La Revue Musicale

Découverte Musicale #2

Découverte Musicale #2

Dimanche, Février 16, 2025

"Scherza Infida" Ariodante de G.F.Haendel : Tristesse, trahison et question de genre dans l’opéra

Un air qui vous prend aux tripes

Si vous ne connaissez pas "Scherza Infida", préparez-vous à une grosse claque émotionnelle. Cet air, chanté par Ariodante dans l’opéra éponyme de Georg Friedrich Haendel, représente le désespoir pur.

Ariodante, c’est un guerrier, un héros… enfin, jusqu’à ce qu’il pense que Ginevra, sa bien-aimée, l’a trompé. En réalité, c’est un piège, mais il ne le sait pas encore. Il est tellement anéanti qu’il envisage de se suicider.
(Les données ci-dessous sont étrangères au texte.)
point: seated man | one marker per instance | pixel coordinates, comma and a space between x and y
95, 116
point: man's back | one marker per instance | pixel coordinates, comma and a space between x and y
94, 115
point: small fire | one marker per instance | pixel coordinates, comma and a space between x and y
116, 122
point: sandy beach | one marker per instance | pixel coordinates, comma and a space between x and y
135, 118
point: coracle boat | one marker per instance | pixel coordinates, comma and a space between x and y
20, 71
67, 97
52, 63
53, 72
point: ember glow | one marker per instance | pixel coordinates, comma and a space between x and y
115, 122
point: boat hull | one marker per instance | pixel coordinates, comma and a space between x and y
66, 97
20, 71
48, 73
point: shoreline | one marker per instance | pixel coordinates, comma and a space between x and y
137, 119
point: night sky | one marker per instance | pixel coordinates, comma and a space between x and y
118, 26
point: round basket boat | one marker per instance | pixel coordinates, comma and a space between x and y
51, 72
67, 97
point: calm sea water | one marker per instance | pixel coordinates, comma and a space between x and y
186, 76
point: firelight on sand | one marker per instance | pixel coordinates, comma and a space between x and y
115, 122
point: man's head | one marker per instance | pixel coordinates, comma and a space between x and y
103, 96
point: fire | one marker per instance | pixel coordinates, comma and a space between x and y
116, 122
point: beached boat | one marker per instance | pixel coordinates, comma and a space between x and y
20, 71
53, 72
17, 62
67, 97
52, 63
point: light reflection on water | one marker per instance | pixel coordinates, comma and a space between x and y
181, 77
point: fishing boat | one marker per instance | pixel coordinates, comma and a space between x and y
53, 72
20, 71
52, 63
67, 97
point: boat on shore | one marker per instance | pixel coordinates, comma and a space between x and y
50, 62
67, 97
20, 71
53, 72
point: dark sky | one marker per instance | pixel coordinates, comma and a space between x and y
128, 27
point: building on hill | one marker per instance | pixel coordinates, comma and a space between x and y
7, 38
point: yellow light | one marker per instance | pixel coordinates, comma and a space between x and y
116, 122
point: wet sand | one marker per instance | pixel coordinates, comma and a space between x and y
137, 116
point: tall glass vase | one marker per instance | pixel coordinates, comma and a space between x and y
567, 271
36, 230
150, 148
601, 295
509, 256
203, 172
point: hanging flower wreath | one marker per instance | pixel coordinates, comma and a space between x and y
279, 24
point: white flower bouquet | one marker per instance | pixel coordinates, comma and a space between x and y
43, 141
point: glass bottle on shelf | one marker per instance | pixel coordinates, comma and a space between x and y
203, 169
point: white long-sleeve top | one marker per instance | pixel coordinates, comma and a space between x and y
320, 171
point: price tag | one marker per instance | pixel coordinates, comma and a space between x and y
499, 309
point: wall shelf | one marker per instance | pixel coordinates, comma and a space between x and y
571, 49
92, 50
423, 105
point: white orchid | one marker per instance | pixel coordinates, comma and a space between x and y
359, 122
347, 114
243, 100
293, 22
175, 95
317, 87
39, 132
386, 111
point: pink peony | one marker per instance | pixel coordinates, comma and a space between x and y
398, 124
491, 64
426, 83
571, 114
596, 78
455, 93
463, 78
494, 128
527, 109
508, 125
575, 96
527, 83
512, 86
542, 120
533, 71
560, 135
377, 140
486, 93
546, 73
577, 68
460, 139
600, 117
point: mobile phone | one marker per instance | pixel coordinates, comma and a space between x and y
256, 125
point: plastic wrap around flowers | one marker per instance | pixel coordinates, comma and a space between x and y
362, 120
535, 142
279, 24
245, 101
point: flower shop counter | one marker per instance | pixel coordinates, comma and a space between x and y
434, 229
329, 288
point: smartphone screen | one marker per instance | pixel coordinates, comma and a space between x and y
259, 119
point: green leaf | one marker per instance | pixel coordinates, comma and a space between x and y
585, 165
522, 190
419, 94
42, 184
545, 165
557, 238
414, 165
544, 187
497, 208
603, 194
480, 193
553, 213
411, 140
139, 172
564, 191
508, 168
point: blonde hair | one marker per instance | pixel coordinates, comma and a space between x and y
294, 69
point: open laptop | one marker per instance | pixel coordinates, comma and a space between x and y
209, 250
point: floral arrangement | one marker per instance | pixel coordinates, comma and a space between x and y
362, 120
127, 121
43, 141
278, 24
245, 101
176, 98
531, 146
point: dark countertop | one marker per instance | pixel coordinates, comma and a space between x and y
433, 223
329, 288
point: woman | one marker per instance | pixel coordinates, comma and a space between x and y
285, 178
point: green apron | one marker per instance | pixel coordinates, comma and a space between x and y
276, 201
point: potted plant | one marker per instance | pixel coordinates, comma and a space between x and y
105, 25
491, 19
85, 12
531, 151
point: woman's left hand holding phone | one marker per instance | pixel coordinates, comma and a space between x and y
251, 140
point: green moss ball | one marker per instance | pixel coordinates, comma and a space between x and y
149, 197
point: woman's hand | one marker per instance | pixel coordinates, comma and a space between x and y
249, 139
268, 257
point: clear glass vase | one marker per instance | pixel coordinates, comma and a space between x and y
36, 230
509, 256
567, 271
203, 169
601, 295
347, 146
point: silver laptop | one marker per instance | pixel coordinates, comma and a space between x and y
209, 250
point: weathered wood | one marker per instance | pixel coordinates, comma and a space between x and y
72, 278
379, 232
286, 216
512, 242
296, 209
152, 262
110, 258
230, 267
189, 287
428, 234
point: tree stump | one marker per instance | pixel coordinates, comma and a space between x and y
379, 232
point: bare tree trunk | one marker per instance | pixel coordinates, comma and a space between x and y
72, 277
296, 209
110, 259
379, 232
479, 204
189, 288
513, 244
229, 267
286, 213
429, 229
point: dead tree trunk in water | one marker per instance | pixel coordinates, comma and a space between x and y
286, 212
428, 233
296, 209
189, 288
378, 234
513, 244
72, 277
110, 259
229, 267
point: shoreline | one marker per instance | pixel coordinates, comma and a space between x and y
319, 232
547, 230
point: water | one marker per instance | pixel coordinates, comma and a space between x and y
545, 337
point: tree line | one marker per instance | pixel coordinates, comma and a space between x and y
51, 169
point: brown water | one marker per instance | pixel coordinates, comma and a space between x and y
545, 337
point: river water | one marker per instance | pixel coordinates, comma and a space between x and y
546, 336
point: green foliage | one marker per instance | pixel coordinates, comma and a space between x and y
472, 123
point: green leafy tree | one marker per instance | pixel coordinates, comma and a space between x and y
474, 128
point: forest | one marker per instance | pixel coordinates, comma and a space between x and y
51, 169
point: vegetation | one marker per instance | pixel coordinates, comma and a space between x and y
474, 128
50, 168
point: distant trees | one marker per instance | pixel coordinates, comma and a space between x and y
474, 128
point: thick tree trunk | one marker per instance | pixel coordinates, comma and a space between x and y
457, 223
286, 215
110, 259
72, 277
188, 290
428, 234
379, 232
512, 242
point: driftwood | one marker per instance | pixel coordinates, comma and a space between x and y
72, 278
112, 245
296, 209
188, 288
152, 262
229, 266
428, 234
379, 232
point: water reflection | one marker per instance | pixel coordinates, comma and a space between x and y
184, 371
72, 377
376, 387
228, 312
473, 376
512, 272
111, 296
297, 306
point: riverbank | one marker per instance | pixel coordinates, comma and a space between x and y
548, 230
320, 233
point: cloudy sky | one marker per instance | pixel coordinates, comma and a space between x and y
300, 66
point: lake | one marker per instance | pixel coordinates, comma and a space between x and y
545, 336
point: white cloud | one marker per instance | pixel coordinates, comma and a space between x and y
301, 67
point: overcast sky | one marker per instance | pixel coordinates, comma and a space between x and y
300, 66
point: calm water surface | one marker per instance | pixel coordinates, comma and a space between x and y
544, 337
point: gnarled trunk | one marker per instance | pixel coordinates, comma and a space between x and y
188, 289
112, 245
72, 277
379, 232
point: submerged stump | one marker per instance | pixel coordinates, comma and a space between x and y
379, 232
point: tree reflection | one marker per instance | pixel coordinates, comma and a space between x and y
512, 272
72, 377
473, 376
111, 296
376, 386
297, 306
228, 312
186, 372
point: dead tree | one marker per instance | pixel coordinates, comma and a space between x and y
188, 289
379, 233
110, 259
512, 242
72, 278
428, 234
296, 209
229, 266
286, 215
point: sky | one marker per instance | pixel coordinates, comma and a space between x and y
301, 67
Son monde s’écroule. Il ne crie pas, il ne hurle pas… non, il se noie dans sa douleur. Et Haendel, ce génie, traduit tout ça en musique : une mélodie qui semble suspendue, un rythme lourd, presque funèbre, et surtout ce basson plaintif qui accompagne la voix, comme une ombre qui suit chaque soupir.
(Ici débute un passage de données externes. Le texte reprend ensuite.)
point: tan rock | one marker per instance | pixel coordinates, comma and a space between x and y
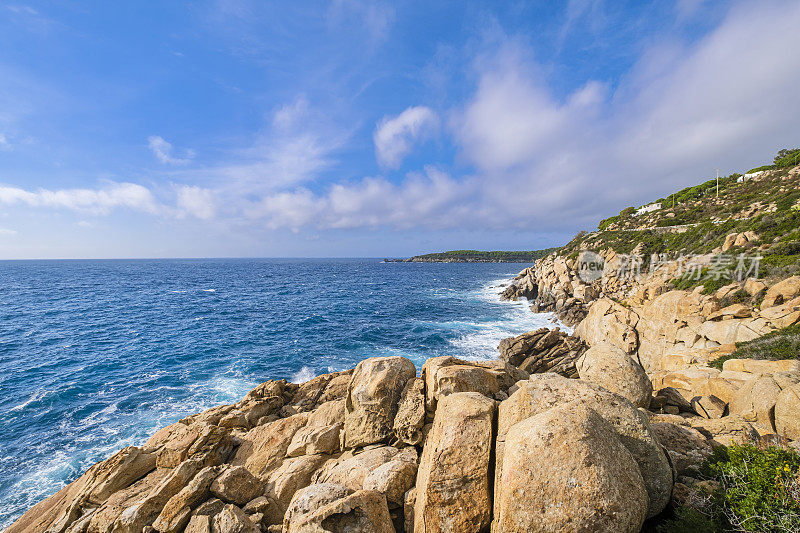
175, 515
709, 406
545, 391
232, 520
351, 468
312, 497
144, 513
755, 401
198, 524
447, 375
452, 489
361, 512
735, 311
611, 368
787, 413
782, 291
410, 413
314, 440
372, 398
291, 476
731, 429
236, 485
753, 286
687, 447
761, 366
569, 472
264, 447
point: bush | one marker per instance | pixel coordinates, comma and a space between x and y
759, 490
760, 487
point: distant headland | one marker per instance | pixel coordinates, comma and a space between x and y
476, 256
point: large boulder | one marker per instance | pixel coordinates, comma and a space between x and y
453, 487
569, 472
787, 413
781, 292
447, 375
606, 365
545, 391
363, 511
372, 397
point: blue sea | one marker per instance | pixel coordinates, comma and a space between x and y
97, 355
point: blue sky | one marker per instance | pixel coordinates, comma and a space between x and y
350, 128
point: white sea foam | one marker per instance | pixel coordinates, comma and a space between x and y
516, 319
303, 375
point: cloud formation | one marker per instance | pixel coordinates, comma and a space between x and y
96, 201
163, 151
395, 137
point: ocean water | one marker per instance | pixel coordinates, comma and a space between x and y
97, 355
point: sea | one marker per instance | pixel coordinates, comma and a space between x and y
98, 355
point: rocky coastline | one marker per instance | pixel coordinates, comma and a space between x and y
600, 430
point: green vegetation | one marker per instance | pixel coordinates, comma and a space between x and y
753, 489
477, 256
781, 344
699, 222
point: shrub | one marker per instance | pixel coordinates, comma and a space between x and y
758, 490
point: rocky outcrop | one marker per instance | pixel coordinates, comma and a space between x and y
543, 350
569, 472
611, 368
453, 488
423, 456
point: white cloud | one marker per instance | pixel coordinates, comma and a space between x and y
163, 151
195, 201
97, 201
395, 137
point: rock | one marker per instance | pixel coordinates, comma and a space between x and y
271, 512
372, 397
453, 488
292, 475
306, 500
782, 291
686, 446
361, 512
761, 366
175, 515
755, 401
199, 524
787, 413
753, 286
351, 469
569, 472
709, 406
410, 413
144, 513
264, 447
314, 440
236, 485
735, 311
232, 520
447, 375
731, 429
394, 478
673, 397
545, 391
611, 368
210, 444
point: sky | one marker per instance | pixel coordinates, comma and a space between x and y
353, 128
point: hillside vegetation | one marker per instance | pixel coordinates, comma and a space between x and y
477, 256
699, 219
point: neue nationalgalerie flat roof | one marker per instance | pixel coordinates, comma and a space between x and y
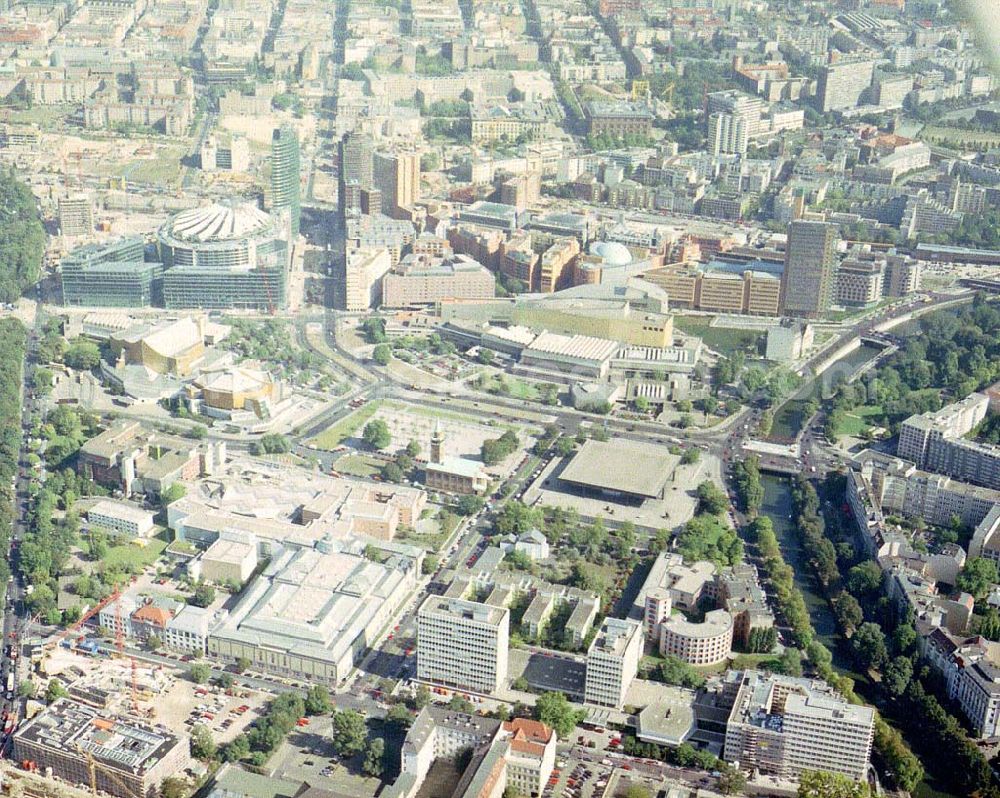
622, 466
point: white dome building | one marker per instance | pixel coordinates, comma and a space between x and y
611, 253
603, 258
228, 255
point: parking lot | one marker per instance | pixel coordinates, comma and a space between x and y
551, 672
225, 713
307, 755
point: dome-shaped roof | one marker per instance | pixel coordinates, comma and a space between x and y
221, 221
612, 253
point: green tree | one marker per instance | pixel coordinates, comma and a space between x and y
869, 646
429, 565
555, 711
203, 596
82, 355
864, 579
173, 787
374, 754
274, 443
22, 235
399, 716
391, 472
199, 672
349, 732
731, 780
674, 670
711, 499
458, 703
897, 675
422, 697
317, 701
236, 749
376, 434
790, 662
978, 577
820, 784
470, 504
202, 745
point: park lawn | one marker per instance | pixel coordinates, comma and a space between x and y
133, 557
720, 339
358, 465
859, 419
518, 389
769, 662
959, 137
330, 438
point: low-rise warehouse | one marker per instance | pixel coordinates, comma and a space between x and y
311, 614
130, 758
622, 469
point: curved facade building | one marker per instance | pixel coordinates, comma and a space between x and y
222, 256
603, 258
706, 643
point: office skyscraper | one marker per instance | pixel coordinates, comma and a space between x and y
727, 133
286, 175
397, 176
356, 170
808, 282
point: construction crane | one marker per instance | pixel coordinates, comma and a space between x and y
120, 653
93, 767
75, 627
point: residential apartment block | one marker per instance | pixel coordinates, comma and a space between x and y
784, 726
462, 643
935, 442
612, 662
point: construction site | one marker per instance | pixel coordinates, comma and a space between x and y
120, 724
110, 753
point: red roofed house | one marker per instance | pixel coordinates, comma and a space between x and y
532, 755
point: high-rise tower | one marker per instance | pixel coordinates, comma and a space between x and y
808, 281
286, 175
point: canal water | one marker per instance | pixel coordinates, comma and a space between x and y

Emily D'Angelo "Ariodante", Opéra de Paris, 2024

Ariodante, au lieu d’exploser de rage, s’éteint lentement. On assiste littéralement à son effondrement intérieur.

Haendel traduit ça avec une écriture musicale qui ne raconte pas la douleur, mais qui nous la fait ressentir. Chaque note semble peser sur les épaules du personnage, chaque phrase chantée ralentit son souffle, comme s’il était écrasé sous le poids de ce qu’il croit être une trahison.

Et là, on se demande : comment une musique aussi simple peut être aussi bouleversante ? C’est tout l’art de Haendel. Rien d’exagéré, rien de superflu, juste des harmonies qui pèsent de plus en plus lourd, des silences qui en disent long, et une ligne vocale qui semble s’étirer à l’infini, comme une plainte qui ne finit jamais.

Les paroles : une trahison qui glace le sang

Si la musique nous prend déjà à la gorge, le texte ne fait qu’aggraver cette sensation d’inéluctable. Ce n’est pas une plainte, ce n’est pas un cri de désespoir. C’est un verdict froid, une constatation amère. Ariodante ne cherche pas à comprendre, il n’y croit plus.

Les premières paroles tombent comme un coup de massue :

Scherza infida in grembo al drudo, (Joue, infidèle, dans les bras de ton amant.)

Le mot "Scherza", qui veut dire "joue" ou "amuse-toi", est chanté sur une ligne mélodique presque douce, comme une résignation amère. Ce n’est pas un cri de rage, c’est le sarcasme d’un homme qui a déjà renoncé à lutter. Haendel fait volontairement monter un peu la voix sur ce mot, comme si Ariodante avait un dernier sursaut de fierté, un dernier reproche avant l’abandon total.

Puis, tout redescend immédiatement, comme si l’énergie retombait aussitôt. Ce "joue" n’est qu’une illusion. Il n’y a plus de combat à mener, plus d’espoir, plus rien.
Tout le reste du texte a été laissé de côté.